Born in Kansas and moved to Chicago where she spent most of her life. Published her first poem at thirteen in American Child magazine. Graduated from high school and was a regular contributor to the weekly variety column of the Chicago Defender. Attended Wilson Junior College and joined Chicago’s NAACP Youth Council. Got married.
Brooks had a child and met a pivotal teacher.
Won the Midwestern Writers’ Conference poetry award in 1943. Approached by Emily Morison of Knopf for a book of poems. A Street in Bronzeville was published in 1945. Followed by Annie Allen (1949), winner of the 1950 Pulitzer Prize. Maud Martha (1953); and The Bean Eaters (1960). Brooks’s poetry of this period is solidly based in the stuff of everyday life.
1967 was the year of the Second Black Writers’ conference at Nashville’s Fisk University. Brooks was exposed to cultural activists and artists who would fashion the outline of a new black cultural nationalism. Much of Brooks’s subsequent activity was inspired by her experience at Fisk, including the creative writing class that she conducted with some of Chicago’s Blackstone Rangers, a teenage gang. In 1968, she published In the Mecca, with its brilliant closing pieces: the “sermons” on the Warpland.
Brooks’s poetry has several distinctive traits: a stunning juxtaposition of disparate objects and words, masterful control of rhyme and meters, sophisticated use of formal and thematic irony, translation of public events into memorable poetic detail. A poet’s primary concern–to hammer out a portrait of and for African Americans–remained unaltered.
Fiction Maud Martha: a female subject’s ruminations before, during, and after World War II. One of the few works by a black woman writer written between the Harlem Renaissance and the civil rights era. Not marked by the ideological debates or ugliness of racism, classism, and sexism. Narrates the most difficult, or unspeakable, of human failings–those that occur on the level of intimacy. Generous, sensitive, and tough.

“the mother” relates the inner thoughts of a woman who has experienced abortion.

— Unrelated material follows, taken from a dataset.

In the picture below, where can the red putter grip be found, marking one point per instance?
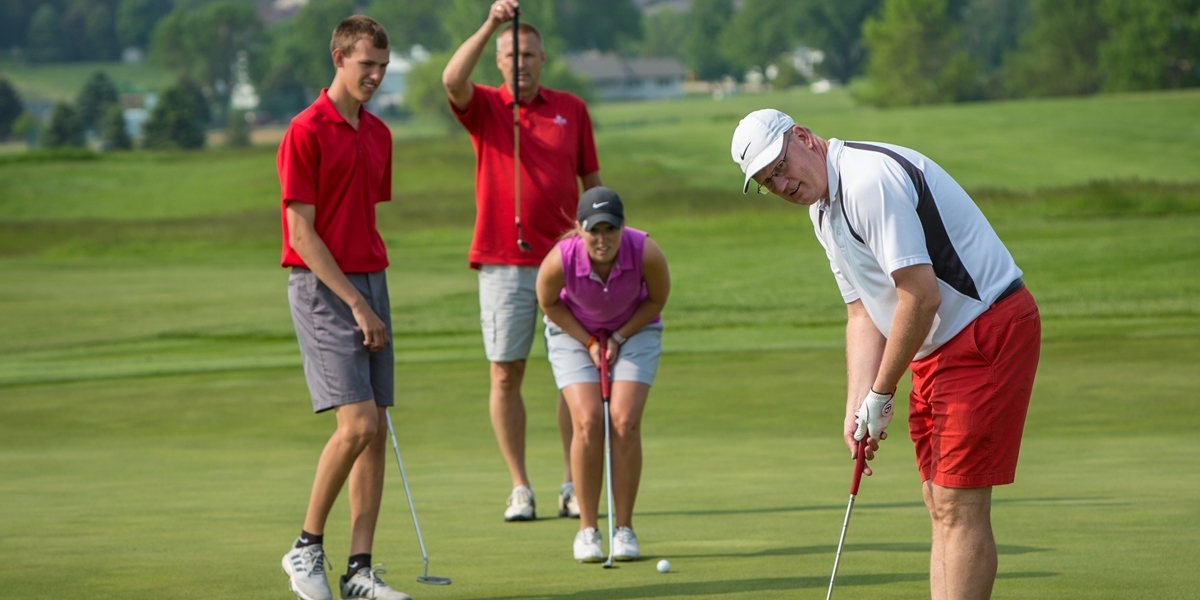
(603, 340)
(859, 465)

“The Chicago Defender Sends a Man to Little Rock”: Federal intervention was necessary to implement school desegregation in Little Rock. The poem opens with a picture of domestic life in the suburbs. People going to church and performing their after-church rituals. Little Rock at Christmas, in summer, outdoor concerts, romance. The expected norms. Phone calls, polite manners. I got to Little Rock to find the news of school desegregation…but it’s so normal here. Then: the spitting, the throwing of rocks, garbage, and fruit. Girls and boys alike were engaged in this behavior. One of the little brown boys was bleeding. So did Christ.

“We Real Cool”: Running with the bad crowd at the pool hall. Drop out, stay out late, sing, drink, dance and die.